Phase III evaluation of octreotide versus chemotherapy with 5-fluorouracil or 5-fluorouracil plus leucovorin in advanced exocrine pancreatic cancer: a North Central Cancer Treatment Group study.

There continues to be a need for new systemic approaches for the treatment of advanced pancreatic cancer. The purpose of this study was to compare the antitumor activity of the somatostatin analogue octreotide to 5-fluorouracil chemotherapy in a Phase III setting. Eighty-four patients with an Eastern Cooperative Oncology Group performance status of 0 or 1 and limited tumor volume were randomized to receive octreotide 200 microg three times daily or 5-fluorouracil with or without leucovorin. After the first 12 patients had been randomized to octreotide, we increased the dose in the remaining patients to 500 microg three times daily. This change was based on early reports in other studies, suggesting that our original dose may not have been effective and that higher doses of octreotide were well tolerated.
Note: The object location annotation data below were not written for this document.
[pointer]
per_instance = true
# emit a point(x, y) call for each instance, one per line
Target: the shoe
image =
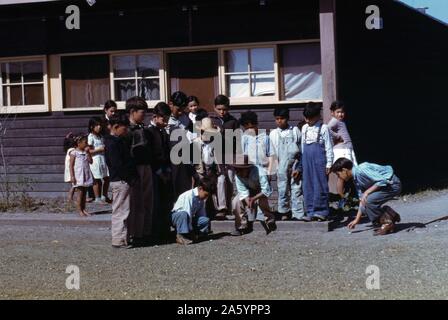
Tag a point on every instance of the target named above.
point(385, 229)
point(180, 239)
point(237, 233)
point(303, 219)
point(220, 216)
point(319, 218)
point(271, 224)
point(123, 246)
point(341, 204)
point(392, 213)
point(241, 232)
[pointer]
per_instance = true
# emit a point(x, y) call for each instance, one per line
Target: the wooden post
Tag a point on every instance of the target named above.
point(328, 54)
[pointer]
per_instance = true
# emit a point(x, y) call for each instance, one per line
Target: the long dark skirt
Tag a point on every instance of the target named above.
point(315, 182)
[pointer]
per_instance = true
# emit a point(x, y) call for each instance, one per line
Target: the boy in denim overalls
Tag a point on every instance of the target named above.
point(285, 142)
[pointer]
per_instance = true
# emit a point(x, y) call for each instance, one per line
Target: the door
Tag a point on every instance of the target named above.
point(195, 74)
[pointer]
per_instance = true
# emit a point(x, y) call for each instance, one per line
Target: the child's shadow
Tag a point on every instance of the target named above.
point(95, 213)
point(205, 238)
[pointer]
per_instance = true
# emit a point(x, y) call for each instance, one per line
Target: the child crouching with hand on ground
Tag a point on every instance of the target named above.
point(123, 173)
point(189, 216)
point(376, 185)
point(80, 175)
A planned interim analysis performed after 84 patients were enrolled demonstrated inferior time to progression and survival for the patients randomized to octreotide. Further accrual to the octreotide arm of this protocol was therefore terminated. Octreotide in doses of 200-500 microg three times daily does not delay progression or extend survival in patients with advanced pancreatic cancer compared with treatment with 5-fluorouracil with or without leucovorin.